Catastrophe bond issuance hit a record high of $1.6bn in the third quarter this year, beating the former third quarter record of $1.4bn in 2013, according to an insurance-linked securities (ILS) report from Willis Re, the reinsurance division of Willis Towers Watson.
The amount of issuance is well ahead of the five-year average of $800m and puts the year's total issuance—already at $8.7bn by the end of September—in a position to beat last year's $9.7bn full-year record. Notable ILS issuance during the quarter included cover for new perils: $500m for flood resulting from US wind, and $200m for California wildfire liability.
Meanwhile, the market continues its move away from index triggers to indemnity-based structures with 60% of bonds issued this year triggered by issuers' own losses, compared to just 40% in 2008. The move has been driven by improved data, transparency, and understanding of indemnity risk, rather than any inherent discomfort with index triggers, the report said.
However, index triggers remain important.
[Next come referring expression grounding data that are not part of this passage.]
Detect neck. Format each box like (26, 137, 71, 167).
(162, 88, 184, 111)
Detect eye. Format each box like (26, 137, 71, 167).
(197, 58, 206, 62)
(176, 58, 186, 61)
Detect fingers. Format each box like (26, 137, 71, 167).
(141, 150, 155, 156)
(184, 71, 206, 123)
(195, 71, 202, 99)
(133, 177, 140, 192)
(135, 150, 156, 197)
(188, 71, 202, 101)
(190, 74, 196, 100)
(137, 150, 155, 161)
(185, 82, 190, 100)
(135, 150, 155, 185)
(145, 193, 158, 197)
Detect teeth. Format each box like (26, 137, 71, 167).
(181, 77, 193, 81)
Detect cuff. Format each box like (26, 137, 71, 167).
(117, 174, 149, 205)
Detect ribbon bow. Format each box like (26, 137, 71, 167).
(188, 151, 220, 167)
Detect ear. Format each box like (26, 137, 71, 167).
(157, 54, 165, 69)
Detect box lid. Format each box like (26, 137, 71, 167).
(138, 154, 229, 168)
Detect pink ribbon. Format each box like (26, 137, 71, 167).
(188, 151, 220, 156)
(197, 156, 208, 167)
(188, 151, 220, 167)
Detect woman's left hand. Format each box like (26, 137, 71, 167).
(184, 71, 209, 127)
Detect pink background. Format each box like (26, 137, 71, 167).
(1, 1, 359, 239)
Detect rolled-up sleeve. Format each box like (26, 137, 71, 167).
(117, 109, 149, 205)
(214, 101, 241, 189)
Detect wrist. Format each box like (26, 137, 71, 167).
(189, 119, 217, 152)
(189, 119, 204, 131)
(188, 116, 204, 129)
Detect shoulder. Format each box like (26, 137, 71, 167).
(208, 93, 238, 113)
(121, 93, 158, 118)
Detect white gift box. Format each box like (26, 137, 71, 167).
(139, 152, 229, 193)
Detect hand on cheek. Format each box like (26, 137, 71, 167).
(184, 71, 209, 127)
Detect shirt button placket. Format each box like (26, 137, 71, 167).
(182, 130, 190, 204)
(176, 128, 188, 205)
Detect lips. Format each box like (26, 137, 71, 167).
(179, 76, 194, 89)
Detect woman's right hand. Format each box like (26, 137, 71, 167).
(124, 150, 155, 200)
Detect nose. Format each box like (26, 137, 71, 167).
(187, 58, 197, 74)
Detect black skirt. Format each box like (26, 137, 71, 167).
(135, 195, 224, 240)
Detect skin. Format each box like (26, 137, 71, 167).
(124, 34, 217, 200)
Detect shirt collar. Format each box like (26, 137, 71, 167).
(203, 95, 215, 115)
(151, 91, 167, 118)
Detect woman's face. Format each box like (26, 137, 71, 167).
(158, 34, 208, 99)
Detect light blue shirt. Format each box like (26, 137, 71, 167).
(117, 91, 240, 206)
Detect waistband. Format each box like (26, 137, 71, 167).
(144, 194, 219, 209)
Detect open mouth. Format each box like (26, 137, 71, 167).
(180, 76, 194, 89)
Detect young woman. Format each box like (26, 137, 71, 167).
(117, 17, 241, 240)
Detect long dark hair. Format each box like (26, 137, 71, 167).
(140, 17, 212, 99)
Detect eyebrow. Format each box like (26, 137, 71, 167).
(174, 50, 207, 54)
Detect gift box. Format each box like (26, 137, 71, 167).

Based on a proxy for actual loss, they remain common for retrocession cat bonds and industry loss warranties (ILW). In addition, when underlying data quality is poor or the coverage is exceptionally difficult to model, index-trigger discounts often rise considerably, making the structures more attractive, as seen with recent sovereign natural catastrophe and extreme mortality ILS deals.
The trend away from non-indemnity triggers is likely to continue. "As the insurance, reinsurance, and ILS markets work together to solve new problems for insureds, index triggers are a very useful tool to consider," said William Dubinsky, managing director and head of ILS at Willis Re. "They may not, on their own, close the global protection gap, dramatically grow the ILS market, or solve all cedant problems, but with creativity, unbiased advice, and sustained effort, they can still have a meaningful impact."